そこで今回は、ロードバイクのロングライドに適したホイールを考えてみましょう。
ロードバイクのホイールは群雄割拠!
ロードバイクはロードレースの機材として開発されたものですから、とにかく軽量で走行性重視の自転車です。
自転車本体であるフレームの性能が、最も重要なのは言うまでもありませんが、パーツの中で、最も走りや乗り心地に影響を及ぼすのがホイールです。
そのため、ロードバイク用のホイールは、各メーカーの技術の見せどころですから種類が多く、高性能のものが揃っています。
また、乗り手の用途によって、適しているホイールが変わるので、必然的に種類が多くなるとも言えます。
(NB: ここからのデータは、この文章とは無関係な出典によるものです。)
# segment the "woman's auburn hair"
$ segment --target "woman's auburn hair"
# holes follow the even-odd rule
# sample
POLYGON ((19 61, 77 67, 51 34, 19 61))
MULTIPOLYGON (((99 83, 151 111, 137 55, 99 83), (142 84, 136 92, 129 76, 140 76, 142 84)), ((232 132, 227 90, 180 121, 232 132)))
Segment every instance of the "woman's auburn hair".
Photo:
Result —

剛性が高く、反応の良いホイールはレース向きですが、硬くて脚にくるので、ロングライドなどには考えものです。
剛性が低くなればパワーロスをしますので、レースには向かなくなりますが、当たりが柔らかくなって、乗り心地がアップします。
用途によってはデメリットと考えられる要素が、別の用途ではメリットになり得るのが、ロードバイクのホイールの奥深いところです。
ロードバイクのロングライドに不向きなホイールとは?
今回のテーマであるロングライドは、特に決まった定義があるわけではなく、「長距離を走ること」くらいの大まかな考え方ですね。
しかも、長距離の受け止め方も人それぞれで、10kmなのか100kmなのかは、個人の価値観の違いでもあります。
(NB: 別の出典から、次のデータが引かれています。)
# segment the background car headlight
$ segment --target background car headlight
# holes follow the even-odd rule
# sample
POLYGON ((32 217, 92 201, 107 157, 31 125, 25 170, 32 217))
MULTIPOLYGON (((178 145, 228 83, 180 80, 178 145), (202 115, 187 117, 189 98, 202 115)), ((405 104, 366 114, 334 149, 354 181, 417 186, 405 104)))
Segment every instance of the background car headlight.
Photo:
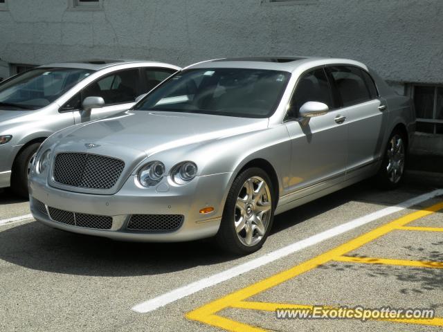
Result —
POLYGON ((161 161, 152 161, 143 166, 138 174, 138 182, 143 187, 159 183, 165 174, 165 165, 161 161))
POLYGON ((37 170, 39 173, 43 173, 49 166, 49 162, 51 160, 51 150, 46 150, 40 156, 38 165, 37 170))
POLYGON ((0 145, 6 144, 12 138, 12 135, 0 135, 0 145))
POLYGON ((178 185, 184 185, 192 180, 197 175, 197 165, 192 161, 185 161, 177 165, 172 169, 172 181, 178 185))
理屈ばかり言っていても始まらないので、今回は通勤で片道1時間程度や、休みの日に50km~100kmをロードバイクで走るようなイメージで話を進めます。
まず考えたいのは、スピードを出すことよりも、快適に走ることでしょう。
長距離を走る場合は、いかにして疲れないかが、距離を伸ばすことに繋がります。
そうなると、地面から衝撃がガンガン伝わってくるようなホイールは好ましくありません。
衝撃を吸収したり、振動を減衰させるのは、ホイールだけの問題ではないですが、大きな役割を担っているのは確かです。
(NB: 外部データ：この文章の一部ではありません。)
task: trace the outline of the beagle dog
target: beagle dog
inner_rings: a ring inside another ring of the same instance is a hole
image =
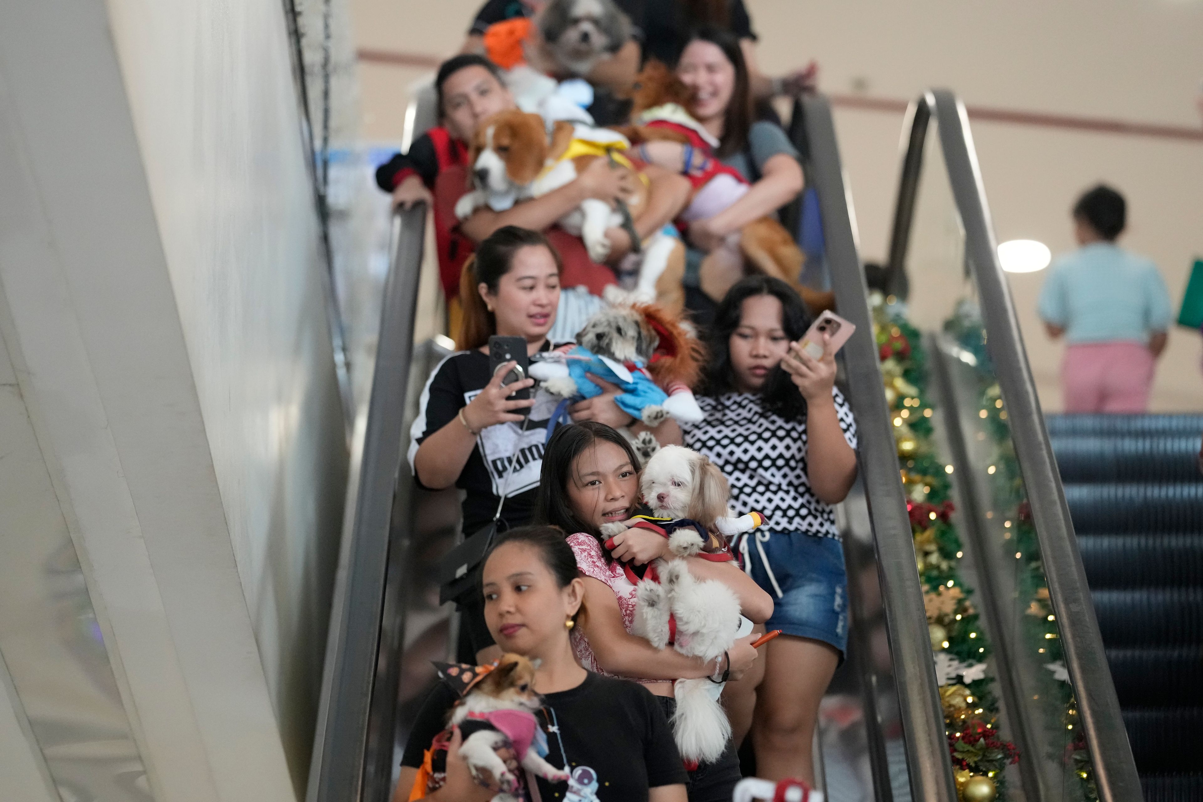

また、ペダルを踏むのに大きな力を擁するホイールも、長く乗っていると後半に脚にきますので、ロングライドには不向きと言えます。
そのため、衝撃がダイレクトに伝わり、漕ぐのに力を擁するホイールは、ロングライドに向かないということになります。
ロードバイクでのロングライドのカギは剛性にあり
前項からの続きになりますが、ロードバイクでロングライドをする際にホイールに求められる要素の中で、「剛性」の高低は、かなり重要です。
地面からの衝撃を吸収しづらく、ペダルを漕ぐのに力を擁するのは、剛性が高く「硬い」ホイールということです。
反対に衝撃を吸収してくれる分、マイルドな乗り心地になるのは、剛性が低い「柔らかい」ホイールです。
しかし、剛性が低いホイールは柔らかいので、たわみます。
そのため、ペダルを漕いだ力が逃げてしまい、漕いでも漕いでも前に進んでくれない感覚に陥ります。
そうなれば、無駄な労力を使うことになるので、ロングライド向きでないことは明らかです。
ただ、名の通ったメーカーの製品であれば、ホビーライダーの脚力でパワーロスが気になるほど、剛性の低いホイールは滅多にありません。
むしろ考えなければいけないのは、剛性が高すぎるホイールです。
地面からの衝撃は、ボクシングのボディーブローのように、後からジワジワ効いてきます。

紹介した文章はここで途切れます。